I am making a scatter plot in R with ggplot2. I am comparing the fraction of votes Hillary and Bernie received in the primary and education level. There is a lot over overlap and way to many points. I tried to use transparency so I could see the overlap but it still looks bad.
我用R和ggplot2做了一个散点图。我正在比较希拉里和伯尼在小学和教育方面获得的选票比例。有很多重叠的地方,还有很多点。我尝试使用透明度,这样我就能看到重叠,但看起来还是很糟糕。
Code:
代码:
demanalyze <- function(infocode, n = 1){
infoname <- filter(infolookup, column_name == infocode)$description
infocolumn <- as.vector(as.matrix(mydata[infocode]))
ggplot(mydata) +
aes(x = infocolumn) +
ggtitle(infoname) +
xlab(infoname) +
ylab("Fraction of votes each canidate recieved") +
xlab(infoname) +
geom_point(aes(y = sanders_vote_fraction, colour = "Bernie Sanders")) +#, color = alpha("blue",0.02), size=I(1)) +
stat_smooth(aes(y = sanders_vote_fraction), method = "lm", formula = y ~ poly(x, n), size = 1, color = "darkblue", se = F) +
geom_point(aes(y = clinton_vote_fraction, colour = "Hillary Clinton")) +#, color = alpha("red",0.02), size=I(1)) +
stat_smooth(aes(y = clinton_vote_fraction), method = "lm", formula = y ~ poly(x, n), size = 1, color = "darkred", se = F) +
scale_colour_manual("",
values = c("Bernie Sanders" = alpha("blue",0.02), "Hillary Clinton" = alpha("red",0.02))
) +
guides(colour = guide_legend(override.aes = list(alpha = 1)))
}
What could I change to make the overlap areas look less messy?

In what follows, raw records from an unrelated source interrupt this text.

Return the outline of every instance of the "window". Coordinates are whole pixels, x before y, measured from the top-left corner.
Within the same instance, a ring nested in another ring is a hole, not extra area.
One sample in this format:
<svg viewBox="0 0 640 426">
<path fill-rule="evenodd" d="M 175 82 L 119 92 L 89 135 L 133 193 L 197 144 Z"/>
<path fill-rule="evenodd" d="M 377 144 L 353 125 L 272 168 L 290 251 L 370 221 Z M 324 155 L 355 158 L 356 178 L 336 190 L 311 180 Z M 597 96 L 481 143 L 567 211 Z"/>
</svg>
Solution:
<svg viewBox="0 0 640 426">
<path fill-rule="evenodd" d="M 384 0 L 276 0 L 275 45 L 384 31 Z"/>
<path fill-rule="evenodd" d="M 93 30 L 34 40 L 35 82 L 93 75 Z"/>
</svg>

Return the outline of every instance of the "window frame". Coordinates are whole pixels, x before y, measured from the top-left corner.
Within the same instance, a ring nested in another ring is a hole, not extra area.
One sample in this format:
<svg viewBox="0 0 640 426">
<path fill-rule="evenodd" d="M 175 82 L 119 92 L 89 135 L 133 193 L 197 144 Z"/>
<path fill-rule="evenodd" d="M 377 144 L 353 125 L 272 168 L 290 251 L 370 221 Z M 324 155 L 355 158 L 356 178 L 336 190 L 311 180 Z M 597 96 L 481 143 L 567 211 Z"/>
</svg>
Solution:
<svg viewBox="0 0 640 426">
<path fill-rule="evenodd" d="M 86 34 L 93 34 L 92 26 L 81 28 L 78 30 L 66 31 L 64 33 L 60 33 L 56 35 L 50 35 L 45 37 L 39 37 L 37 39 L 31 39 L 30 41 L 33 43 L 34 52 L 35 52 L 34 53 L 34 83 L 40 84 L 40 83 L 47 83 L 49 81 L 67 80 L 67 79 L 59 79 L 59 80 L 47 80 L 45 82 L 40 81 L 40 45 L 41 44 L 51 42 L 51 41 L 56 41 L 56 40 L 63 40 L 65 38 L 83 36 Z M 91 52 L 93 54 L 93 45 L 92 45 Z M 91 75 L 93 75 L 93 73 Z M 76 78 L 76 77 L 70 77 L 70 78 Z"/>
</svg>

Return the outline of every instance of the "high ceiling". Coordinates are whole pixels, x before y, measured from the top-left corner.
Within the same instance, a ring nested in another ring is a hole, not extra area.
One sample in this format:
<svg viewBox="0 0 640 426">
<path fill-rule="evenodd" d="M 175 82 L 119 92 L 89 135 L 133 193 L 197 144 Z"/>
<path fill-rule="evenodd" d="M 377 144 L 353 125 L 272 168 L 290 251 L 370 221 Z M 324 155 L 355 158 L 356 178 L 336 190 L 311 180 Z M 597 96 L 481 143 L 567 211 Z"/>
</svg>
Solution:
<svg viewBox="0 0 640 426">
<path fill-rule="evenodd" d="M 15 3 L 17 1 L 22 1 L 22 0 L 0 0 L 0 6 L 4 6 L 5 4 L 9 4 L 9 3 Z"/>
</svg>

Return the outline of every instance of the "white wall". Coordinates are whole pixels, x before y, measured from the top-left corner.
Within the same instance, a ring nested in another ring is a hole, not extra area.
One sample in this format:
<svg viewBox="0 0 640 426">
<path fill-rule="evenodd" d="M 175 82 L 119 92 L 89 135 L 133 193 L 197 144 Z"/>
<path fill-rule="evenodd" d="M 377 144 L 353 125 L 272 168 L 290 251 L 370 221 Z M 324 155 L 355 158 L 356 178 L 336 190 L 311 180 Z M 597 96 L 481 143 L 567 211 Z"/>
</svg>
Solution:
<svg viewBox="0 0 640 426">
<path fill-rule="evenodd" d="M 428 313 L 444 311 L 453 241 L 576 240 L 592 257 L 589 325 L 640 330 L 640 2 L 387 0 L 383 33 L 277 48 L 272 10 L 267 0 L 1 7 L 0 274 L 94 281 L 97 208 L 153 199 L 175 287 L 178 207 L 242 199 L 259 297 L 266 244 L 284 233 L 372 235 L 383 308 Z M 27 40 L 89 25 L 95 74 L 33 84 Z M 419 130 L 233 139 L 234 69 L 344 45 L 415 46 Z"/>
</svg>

为了使重叠区域看起来不那么混乱,我可以做些什么改变呢?
1 个解决方案
#1
3
The standard way to plot a large number of points over 2 dimensions is to use 2D density plots:
在二维空间上绘制大量点的标准方法是使用二维密度图:
With reproducible example:
用可再生的例子:
x1 <- rnorm(1000, mean=10)
x2 <- rnorm(1000, mean=10)
y1 <- rnorm(1000, mean= 5)
y2 <- rnorm(1000, mean = 7)
mydat <- data.frame(xaxis=c(x1, x2), yaxis=c(y1, y2), lab=rep(c("H","B"),each=1000))
head(mydat)
library(ggplot2)
##Dots and density plots (kinda messy, but can play with alpha)
p1 <-ggplot(mydat) + geom_point(aes(x=xaxis, y = yaxis, color=lab),alpha=0.4) +
stat_density2d(aes(x=xaxis, y = yaxis, color=lab))
p1
## just density
p2 <-ggplot(mydat) + stat_density2d(aes(x=xaxis, y = yaxis, color=lab))
p2
There are many parameters to play with, so look here for the full info on the plot type in ggplot2.
有许多参数可以使用,所以请在这里查看关于ggplot2中的情节类型的完整信息。
#1
3
The standard way to plot a large number of points over 2 dimensions is to use 2D density plots:
在二维空间上绘制大量点的标准方法是使用二维密度图:
With reproducible example:
用可再生的例子:
x1 <- rnorm(1000, mean=10)
x2 <- rnorm(1000, mean=10)
y1 <- rnorm(1000, mean= 5)
y2 <- rnorm(1000, mean = 7)
mydat <- data.frame(xaxis=c(x1, x2), yaxis=c(y1, y2), lab=rep(c("H","B"),each=1000))
head(mydat)
library(ggplot2)
##Dots and density plots (kinda messy, but can play with alpha)
p1 <-ggplot(mydat) + geom_point(aes(x=xaxis, y = yaxis, color=lab),alpha=0.4) +
stat_density2d(aes(x=xaxis, y = yaxis, color=lab))
p1
## just density
p2 <-ggplot(mydat) + stat_density2d(aes(x=xaxis, y = yaxis, color=lab))
p2
There are many parameters to play with, so look here for the full info on the plot type in ggplot2.
有许多参数可以使用,所以请在这里查看关于ggplot2中的情节类型的完整信息。